## Tasks 5 - Topic Generation
This notebook will us LDA topic modeling to create the 10 topics.
Both the Bag of words and TIIDF vectorisation techniques will be used with the LDA.
### This notebook pipeline
- data loading and concatenation
- data preprocessing
- dictionary and corpus creation
- ifidf data vectorisation
- lda topic modeling (with bag of words and tfidf)
- topic testing on the reviews and the new data

The topic LDA modeling code was mostly taken from this article:
https://towardsdatascience.com/topic-modeling-and-latent-dirichlet-allocation-in-python-9bf156893c24

### Load the data:

In [None]:
#Get the data from files
import os
import importlib
import pandas as pd
oneonetwo_data = pd.read_csv("data"+os.sep+"part"+os.sep+"Suomi112_eng.csv", encoding='utf-8-sig')['content']
sos_live = pd.read_csv("data"+os.sep+"part"+os.sep+"SosLive_eng.csv", encoding='utf-8-sig')['content']

In [None]:
#Concatanate data from two apps
data = pd.concat([oneonetwo_data,sos_live],ignore_index = True)

### Preprocess the data:

In [None]:
# Initialize the processor object:
import utils
importlib.reload(utils)
processor = utils.Processor()
processor.ini_dowload()

In [None]:
#Preprocess the data:
data = data.apply(lambda x: processor.preprocess(str(x)))
data = data.apply(lambda x: processor.tokenize(x))
data = data.apply(lambda x: processor.remove_stopwords(x))
data = data.apply(lambda x: processor.process_tokens(x))
data
data_copy = data

### Create dictionary and corpus:


In [None]:
#Create dictionary - containing the number of times a word appears in the dataset
flat_data = [tag for sentence in data for tag in sentence ]
from gensim.corpora import Dictionary
dictionary = Dictionary(data)
dictionary.filter_extremes(no_below=15, no_above=0.5, keep_n=100000) #Remove unused and over used tokens
# dictionary reporting how many words and how many times those words appear:
bow_corpus = [dictionary.doc2bow(doc) for doc in data]

In [None]:
bow_corpus[1]

In [None]:
#Dictionary can be printed out:
count = 0
for k, v in dictionary.iteritems():
    print(k, v)
    count += 1

In [None]:
#One can check how many times one word apears in the dict:
bow_rewiew = bow_corpus[2]
for i in range(len(bow_rewiew)):
    print("Word {} (\"{}\") appears {} time.".format(bow_rewiew[i][0],dictionary[bow_rewiew[i][0]],bow_rewiew[i][1]))

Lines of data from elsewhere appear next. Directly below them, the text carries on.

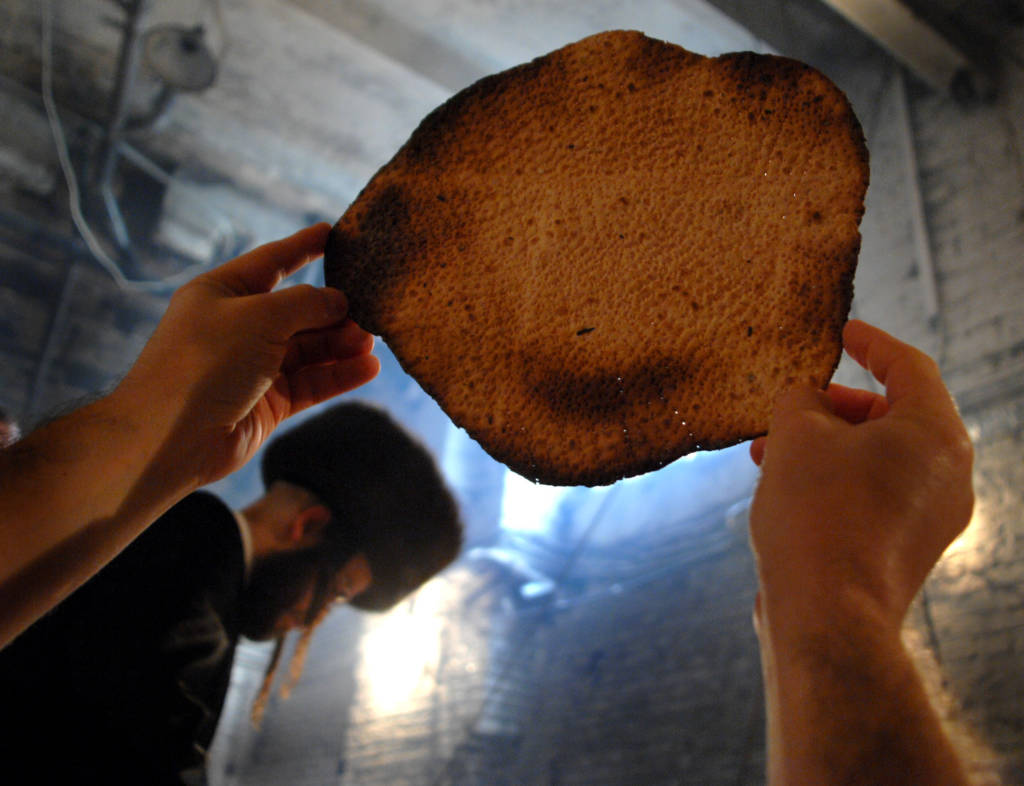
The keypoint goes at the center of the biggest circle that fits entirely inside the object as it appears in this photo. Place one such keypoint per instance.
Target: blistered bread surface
(614, 255)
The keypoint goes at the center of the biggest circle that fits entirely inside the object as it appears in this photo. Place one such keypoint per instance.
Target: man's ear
(308, 526)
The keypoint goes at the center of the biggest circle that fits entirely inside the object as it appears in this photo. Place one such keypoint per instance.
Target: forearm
(846, 705)
(74, 493)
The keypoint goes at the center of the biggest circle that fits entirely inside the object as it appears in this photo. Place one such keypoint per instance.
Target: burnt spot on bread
(371, 247)
(596, 396)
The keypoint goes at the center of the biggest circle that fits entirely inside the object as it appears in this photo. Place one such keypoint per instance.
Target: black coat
(124, 682)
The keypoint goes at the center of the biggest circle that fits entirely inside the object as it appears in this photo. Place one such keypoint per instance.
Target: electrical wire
(74, 197)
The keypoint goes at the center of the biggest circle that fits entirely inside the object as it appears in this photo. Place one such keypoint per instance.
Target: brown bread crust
(613, 255)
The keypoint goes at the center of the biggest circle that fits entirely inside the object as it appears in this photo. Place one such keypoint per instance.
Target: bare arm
(228, 361)
(859, 496)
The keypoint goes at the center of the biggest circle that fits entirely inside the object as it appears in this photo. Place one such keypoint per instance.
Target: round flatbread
(615, 254)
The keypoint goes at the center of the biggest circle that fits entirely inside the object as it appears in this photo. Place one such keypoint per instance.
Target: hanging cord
(74, 197)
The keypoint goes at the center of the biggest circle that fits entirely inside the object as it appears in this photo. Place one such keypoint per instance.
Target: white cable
(74, 199)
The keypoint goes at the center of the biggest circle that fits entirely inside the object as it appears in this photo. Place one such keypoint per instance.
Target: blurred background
(586, 636)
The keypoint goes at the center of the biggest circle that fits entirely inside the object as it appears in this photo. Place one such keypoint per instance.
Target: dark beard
(276, 582)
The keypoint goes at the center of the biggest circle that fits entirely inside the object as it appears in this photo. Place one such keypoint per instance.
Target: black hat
(387, 497)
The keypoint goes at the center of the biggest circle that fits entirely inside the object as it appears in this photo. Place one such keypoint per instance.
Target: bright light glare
(399, 653)
(528, 507)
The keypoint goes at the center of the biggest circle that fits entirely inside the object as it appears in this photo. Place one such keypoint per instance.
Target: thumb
(302, 307)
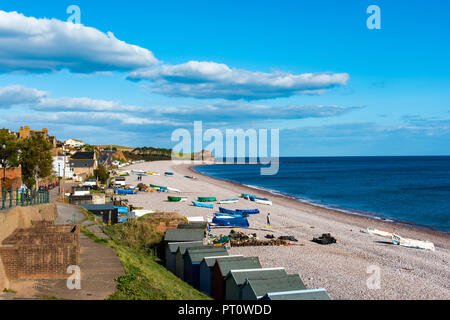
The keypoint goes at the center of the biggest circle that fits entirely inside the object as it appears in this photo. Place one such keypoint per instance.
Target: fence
(23, 198)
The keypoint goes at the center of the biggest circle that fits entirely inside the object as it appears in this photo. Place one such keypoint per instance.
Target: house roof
(95, 207)
(197, 254)
(81, 163)
(83, 156)
(211, 261)
(240, 276)
(313, 294)
(239, 263)
(184, 235)
(173, 246)
(288, 283)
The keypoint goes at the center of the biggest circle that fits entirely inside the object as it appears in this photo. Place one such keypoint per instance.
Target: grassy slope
(145, 278)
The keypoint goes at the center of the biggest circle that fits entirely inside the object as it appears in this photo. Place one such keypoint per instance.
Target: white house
(74, 143)
(58, 167)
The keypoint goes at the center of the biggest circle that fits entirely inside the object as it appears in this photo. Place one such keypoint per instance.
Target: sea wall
(22, 217)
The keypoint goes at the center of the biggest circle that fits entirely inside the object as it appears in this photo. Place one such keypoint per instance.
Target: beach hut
(312, 294)
(184, 235)
(223, 267)
(171, 252)
(179, 259)
(206, 268)
(236, 278)
(255, 289)
(192, 259)
(194, 225)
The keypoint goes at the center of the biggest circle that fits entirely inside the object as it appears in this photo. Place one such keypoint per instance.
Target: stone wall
(44, 251)
(22, 217)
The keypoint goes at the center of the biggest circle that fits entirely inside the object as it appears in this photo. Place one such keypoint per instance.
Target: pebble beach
(343, 268)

### Vectorize using the tfidf:

In [None]:
#Create tf idf vector representation of the words in the data:
from gensim import corpora, models
tfidf = models.TfidfModel(bow_corpus)
corpus_tfidf = tfidf[bow_corpus]

In [None]:
#preview TF-IDF scores for our first document.
from pprint import pprint
for doc in corpus_tfidf:
    pprint(doc)
    break

### LDA topic modeling:

In [None]:
#Topics with simple bag of words
import gensim
lda_model = gensim.models.LdaMulticore(bow_corpus, num_topics=10, id2word=dictionary, passes=2, workers=2)
for idx, topic in lda_model.print_topics(-1):
    print('Topic: {} \nWords: {}'.format(idx, topic))

In [None]:
# Topics with TFiDF vectorisation:
import gensim
lda_model_tfidf = gensim.models.LdaMulticore(corpus_tfidf, num_topics=10, id2word=dictionary, passes=2, workers=4)
for idx, topic in lda_model_tfidf.print_topics(-1):
    print('Topic: {} Word: {}'.format(idx, topic))

### Topic testing:

In [None]:
# Test on one review (with tfidf representation)
print("Review: ", data[1])
rewiew = bow_corpus[1]
for index, score in sorted(lda_model_tfidf[rewiew], key=lambda tup: -1*tup[1]):
    print("\nScore: {}\t \nTopic: {}".format(score, lda_model_tfidf.print_topic(index, 10)))

In [None]:
#test on the new data
unseen_document = "This application drains battery!"
tmp =  processor.preprocess(str(unseen_document))
tmp = processor.tokenize(tmp)
tmp = processor.remove_stopwords(tmp)
preprocessed_document = processor.process_tokens(tmp)
bow_vector = dictionary.doc2bow(preprocessed_document)


In [None]:
# Test on bag on words topics:
for index, score in sorted(lda_model[bow_vector], key=lambda tup: -1*tup[1]):
    print("Score: {}\t Topic: {}".format(score, lda_model.print_topic(index, 5)))

In [None]:
# Test on tfidf topics:
for index, score in sorted(lda_model_tfidf[bow_vector], key=lambda tup: -1*tup[1]):
    print("\nScore: {}\t \nTopic: {}".format(score, lda_model_tfidf.print_topic(index, 10)))